Clinical depression and anxiety are the most common mental health problems among veterinarians. Other mental health issues that often afflict vets include post-traumatic stress disorder (PTSD), burnout and substance abuse. When these problems become severe, some vets decide they can no longer cope and try to end their lives. Many succeed.

Fortunately, vets have multiple avenues for seeking relief from their mental health problems. One is using self-help strategies to reduce stress and counteract depression and anxiety. The other is seeking professional help. Let’s take a look at each possibility.

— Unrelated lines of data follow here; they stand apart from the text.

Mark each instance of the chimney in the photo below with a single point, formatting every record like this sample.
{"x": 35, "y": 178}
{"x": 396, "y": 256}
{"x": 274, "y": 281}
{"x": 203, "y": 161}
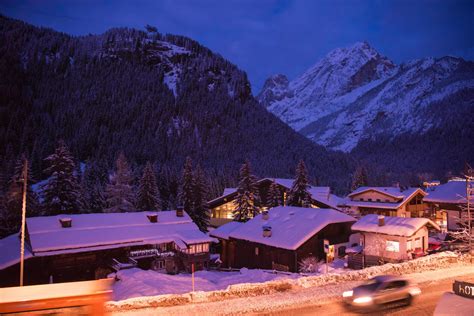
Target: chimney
{"x": 267, "y": 231}
{"x": 381, "y": 220}
{"x": 152, "y": 217}
{"x": 66, "y": 222}
{"x": 179, "y": 211}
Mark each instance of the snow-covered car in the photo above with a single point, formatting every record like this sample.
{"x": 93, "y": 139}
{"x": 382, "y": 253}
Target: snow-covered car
{"x": 381, "y": 290}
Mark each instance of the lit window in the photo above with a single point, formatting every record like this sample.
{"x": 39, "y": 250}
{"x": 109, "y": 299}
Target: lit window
{"x": 392, "y": 246}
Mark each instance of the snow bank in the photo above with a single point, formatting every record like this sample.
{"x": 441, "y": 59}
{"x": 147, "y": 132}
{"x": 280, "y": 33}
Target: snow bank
{"x": 286, "y": 283}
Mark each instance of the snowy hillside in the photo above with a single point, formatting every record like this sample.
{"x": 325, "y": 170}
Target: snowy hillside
{"x": 355, "y": 94}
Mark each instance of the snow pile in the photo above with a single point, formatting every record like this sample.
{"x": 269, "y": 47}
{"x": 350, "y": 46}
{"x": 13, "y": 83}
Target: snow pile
{"x": 280, "y": 283}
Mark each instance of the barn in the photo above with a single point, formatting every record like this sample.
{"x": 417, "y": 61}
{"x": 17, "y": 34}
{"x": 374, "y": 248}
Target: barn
{"x": 89, "y": 246}
{"x": 280, "y": 238}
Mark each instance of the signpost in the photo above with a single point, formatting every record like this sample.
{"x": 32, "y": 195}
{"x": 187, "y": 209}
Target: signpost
{"x": 326, "y": 251}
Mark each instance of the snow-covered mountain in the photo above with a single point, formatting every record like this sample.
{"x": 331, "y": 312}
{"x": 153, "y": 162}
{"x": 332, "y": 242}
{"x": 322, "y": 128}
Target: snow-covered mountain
{"x": 355, "y": 94}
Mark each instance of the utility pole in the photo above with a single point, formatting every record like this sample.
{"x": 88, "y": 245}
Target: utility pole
{"x": 469, "y": 178}
{"x": 23, "y": 221}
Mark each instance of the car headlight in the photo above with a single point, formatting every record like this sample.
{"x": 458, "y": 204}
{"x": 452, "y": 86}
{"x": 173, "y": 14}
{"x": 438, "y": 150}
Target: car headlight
{"x": 363, "y": 300}
{"x": 414, "y": 291}
{"x": 348, "y": 293}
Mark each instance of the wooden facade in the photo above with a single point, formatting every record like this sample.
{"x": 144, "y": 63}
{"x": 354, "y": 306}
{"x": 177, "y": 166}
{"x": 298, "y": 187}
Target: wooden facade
{"x": 238, "y": 253}
{"x": 222, "y": 207}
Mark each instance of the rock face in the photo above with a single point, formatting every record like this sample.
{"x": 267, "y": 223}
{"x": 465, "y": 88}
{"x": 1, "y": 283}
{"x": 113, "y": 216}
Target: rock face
{"x": 355, "y": 94}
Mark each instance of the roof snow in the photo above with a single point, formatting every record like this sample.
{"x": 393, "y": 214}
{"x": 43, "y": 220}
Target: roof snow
{"x": 224, "y": 231}
{"x": 321, "y": 194}
{"x": 394, "y": 192}
{"x": 110, "y": 230}
{"x": 291, "y": 226}
{"x": 10, "y": 250}
{"x": 451, "y": 192}
{"x": 395, "y": 226}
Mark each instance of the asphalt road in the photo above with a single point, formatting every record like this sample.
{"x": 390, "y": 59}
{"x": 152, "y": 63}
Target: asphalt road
{"x": 424, "y": 304}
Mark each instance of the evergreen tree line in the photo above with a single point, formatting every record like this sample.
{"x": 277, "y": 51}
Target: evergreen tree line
{"x": 72, "y": 189}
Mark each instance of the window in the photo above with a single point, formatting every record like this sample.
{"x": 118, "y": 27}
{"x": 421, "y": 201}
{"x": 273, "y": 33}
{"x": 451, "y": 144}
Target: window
{"x": 395, "y": 285}
{"x": 392, "y": 246}
{"x": 418, "y": 244}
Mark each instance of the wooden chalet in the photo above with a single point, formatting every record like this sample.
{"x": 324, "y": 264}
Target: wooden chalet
{"x": 389, "y": 239}
{"x": 282, "y": 237}
{"x": 445, "y": 202}
{"x": 89, "y": 246}
{"x": 388, "y": 201}
{"x": 222, "y": 207}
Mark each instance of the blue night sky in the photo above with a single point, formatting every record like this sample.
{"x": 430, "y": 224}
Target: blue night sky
{"x": 264, "y": 37}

The starting point is to begin monitoring your mental state each day. Do this by keeping a “mood diary” in which you note how you feel emotionally. You can also use your diary to talk to yourself about better ways to react to stressors.

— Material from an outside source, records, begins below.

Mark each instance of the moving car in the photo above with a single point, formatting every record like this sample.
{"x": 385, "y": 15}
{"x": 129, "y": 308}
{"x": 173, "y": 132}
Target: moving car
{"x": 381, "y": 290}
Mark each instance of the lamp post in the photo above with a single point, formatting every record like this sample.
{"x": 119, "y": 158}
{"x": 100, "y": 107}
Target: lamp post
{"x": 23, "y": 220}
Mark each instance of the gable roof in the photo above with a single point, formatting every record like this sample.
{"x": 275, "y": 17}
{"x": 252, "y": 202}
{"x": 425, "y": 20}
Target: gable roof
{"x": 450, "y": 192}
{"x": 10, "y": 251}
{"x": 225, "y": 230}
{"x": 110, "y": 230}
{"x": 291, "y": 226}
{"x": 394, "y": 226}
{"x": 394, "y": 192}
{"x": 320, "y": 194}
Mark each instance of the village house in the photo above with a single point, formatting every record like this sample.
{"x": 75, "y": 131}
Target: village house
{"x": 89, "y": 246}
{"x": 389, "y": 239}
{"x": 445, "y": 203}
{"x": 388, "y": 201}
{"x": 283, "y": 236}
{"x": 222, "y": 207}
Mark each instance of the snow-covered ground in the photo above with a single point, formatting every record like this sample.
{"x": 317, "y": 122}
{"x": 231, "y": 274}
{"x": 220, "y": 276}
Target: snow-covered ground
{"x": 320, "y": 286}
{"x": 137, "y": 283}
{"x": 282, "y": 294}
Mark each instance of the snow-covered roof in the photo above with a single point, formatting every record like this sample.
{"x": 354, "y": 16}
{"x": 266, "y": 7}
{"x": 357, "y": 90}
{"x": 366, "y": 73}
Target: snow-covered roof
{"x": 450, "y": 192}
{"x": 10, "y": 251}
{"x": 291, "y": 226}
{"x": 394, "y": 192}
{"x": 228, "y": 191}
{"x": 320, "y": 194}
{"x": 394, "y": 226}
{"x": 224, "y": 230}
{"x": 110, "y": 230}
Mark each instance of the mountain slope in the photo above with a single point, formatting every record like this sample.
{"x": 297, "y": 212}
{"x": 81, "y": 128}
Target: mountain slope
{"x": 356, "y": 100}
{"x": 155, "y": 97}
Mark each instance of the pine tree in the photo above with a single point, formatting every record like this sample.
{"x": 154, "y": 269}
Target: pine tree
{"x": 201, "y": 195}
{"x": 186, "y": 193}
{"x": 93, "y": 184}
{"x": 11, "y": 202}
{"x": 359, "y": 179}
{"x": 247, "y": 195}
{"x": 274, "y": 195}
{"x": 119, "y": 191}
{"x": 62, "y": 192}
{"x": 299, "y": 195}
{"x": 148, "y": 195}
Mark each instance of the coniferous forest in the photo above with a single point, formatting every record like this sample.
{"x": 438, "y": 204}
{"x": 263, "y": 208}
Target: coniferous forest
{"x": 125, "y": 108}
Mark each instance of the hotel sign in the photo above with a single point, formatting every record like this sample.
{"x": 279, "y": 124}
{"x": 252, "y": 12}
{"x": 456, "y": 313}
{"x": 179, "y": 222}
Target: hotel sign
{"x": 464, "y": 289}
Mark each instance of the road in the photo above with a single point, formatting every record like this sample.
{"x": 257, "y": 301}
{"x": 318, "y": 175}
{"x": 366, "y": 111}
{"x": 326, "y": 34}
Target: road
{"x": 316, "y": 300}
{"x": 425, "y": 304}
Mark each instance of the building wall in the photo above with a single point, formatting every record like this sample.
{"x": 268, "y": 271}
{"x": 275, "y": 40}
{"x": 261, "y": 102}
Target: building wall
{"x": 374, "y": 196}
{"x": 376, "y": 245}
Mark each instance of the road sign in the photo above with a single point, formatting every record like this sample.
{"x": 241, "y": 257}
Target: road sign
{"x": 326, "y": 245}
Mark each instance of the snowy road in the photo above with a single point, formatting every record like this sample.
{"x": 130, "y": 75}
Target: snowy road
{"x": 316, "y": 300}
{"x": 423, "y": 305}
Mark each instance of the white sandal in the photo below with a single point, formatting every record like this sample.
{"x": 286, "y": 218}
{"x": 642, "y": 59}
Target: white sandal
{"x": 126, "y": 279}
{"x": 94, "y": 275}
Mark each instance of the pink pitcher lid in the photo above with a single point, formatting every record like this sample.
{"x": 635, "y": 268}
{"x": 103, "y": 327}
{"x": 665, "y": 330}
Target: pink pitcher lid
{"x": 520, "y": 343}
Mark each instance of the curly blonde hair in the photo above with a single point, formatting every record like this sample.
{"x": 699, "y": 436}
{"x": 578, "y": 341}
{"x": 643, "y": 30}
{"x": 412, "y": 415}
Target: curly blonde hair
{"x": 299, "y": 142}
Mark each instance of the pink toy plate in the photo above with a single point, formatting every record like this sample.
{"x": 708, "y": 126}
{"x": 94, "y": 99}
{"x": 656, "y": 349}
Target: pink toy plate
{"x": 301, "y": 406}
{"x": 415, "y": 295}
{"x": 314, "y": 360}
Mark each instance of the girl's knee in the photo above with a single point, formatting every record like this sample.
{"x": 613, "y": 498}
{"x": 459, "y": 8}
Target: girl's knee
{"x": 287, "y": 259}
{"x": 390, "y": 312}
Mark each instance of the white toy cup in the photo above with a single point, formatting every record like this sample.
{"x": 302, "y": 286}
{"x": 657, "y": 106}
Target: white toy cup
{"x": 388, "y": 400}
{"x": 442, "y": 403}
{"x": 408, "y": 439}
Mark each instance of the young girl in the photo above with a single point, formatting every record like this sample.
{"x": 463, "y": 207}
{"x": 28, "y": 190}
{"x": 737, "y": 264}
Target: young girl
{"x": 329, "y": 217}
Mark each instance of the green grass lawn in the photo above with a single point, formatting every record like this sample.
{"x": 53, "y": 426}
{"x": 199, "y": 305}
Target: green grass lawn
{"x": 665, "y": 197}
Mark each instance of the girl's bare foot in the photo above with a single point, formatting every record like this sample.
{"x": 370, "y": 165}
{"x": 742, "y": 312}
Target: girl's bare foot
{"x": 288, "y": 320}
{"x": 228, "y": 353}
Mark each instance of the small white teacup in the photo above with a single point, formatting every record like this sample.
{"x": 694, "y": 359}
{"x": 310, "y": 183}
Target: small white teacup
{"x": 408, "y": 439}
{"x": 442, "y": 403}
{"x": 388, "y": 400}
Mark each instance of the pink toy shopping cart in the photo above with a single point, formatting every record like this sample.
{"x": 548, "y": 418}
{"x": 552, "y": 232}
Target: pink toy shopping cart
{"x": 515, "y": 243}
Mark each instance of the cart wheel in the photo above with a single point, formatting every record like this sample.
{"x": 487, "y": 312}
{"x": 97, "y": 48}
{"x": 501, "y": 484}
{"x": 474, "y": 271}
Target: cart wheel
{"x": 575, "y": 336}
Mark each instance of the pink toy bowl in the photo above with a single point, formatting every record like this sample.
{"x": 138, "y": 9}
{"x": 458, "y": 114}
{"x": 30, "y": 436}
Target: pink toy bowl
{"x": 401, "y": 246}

Watching for and documenting typical veterinarian mental health conditions is essential. Here are some things to monitor:

  • Unusual amount and duration of compassion fatigue
  • Overwhelming feelings of burnout
  • Generalized anxiety
  • Difficulty concentrating and sleeping
  • Depression, defined as a persistent feeling of sadness and hopelessness
  • Unusual worries about practice finances
  • Rumination about recent cases with bad outcomes, especially if you did nothing wrong
  • Thoughts of harming yourself to escape your problems

If your mental health issues are manageable— i.e., you believe you can mitigate them independently— you can adopt one or several techniques we cover in the next section. However, if you’ve been struggling with severe depression, crippling anxiety or recurring thoughts of harming yourself, seek professional assistance immediately.

Self-Help Strategies

Here are some helpful strategies to reduce behavioral symptoms and foster long-term success:

  • Breathe when you feel yourself getting stressed out– Drinking water is also helpful for resetting your stress response.
  • Try to avoid perfectionism– Always seeking perfect solutions exacerbates stress and anxiety. In the real world, “good enough” is usually perfectly fine in most situations.
  • Don’t compare yourself to others– That leads to envy and a lack of self-esteem. Better to focus on actualizing your talents than trying to copy someone else.
  • Establish boundaries– Serving your clients is important. But letting them crowd out your personal life will ultimately be a disaster. Achieving a healthy work-life balance will make you a better veterinarian over the long term.
  • Care for yourself– You’re an animal caregiver. It’s what you do. But, never lose sight of the importance of caring for yourself. Unless you sleep and eat well, exercise and engage in fun activities with family members and friends, you will run the risk of breaking down physically and emotionally, which does no good.
  • Be grateful– With so much pain, suffering and death around you every day, it’s easy to begin fixating on negativity in your life. That’s unfortunate, because life then becomes dark, scary and sad. Yet, life isn’t always that way. It’s also full of joy, fun, positive accomplishments and progress. Remind yourself to celebrate the positive things in your world. Perhaps keep a gratitude journal in which you list the top three things you’re grateful for daily.
  • Connect with people– Don’t fight your battles alone. Enlist other people in your life to help you. Discuss problems with your friends and family members. Speak frankly with a trusted colleague. Pursue therapy to learn more effective coping skills. The point is that no veterinarian is an island. You are part of a large community of people who understand what you’re going through. Reach out to them and ask for help when you need it.

Seek Professional Support

If self-help strategies don’t help you and you begin having thoughts of harming yourself, it’s time to seek psychiatric intervention. Check with your state veterinary group for referrals to mental health providers familiar with veterinarian mental health challenges. If you feel you’re on the brink taking your own life, call the National Suicide Prevention Hotline at 988.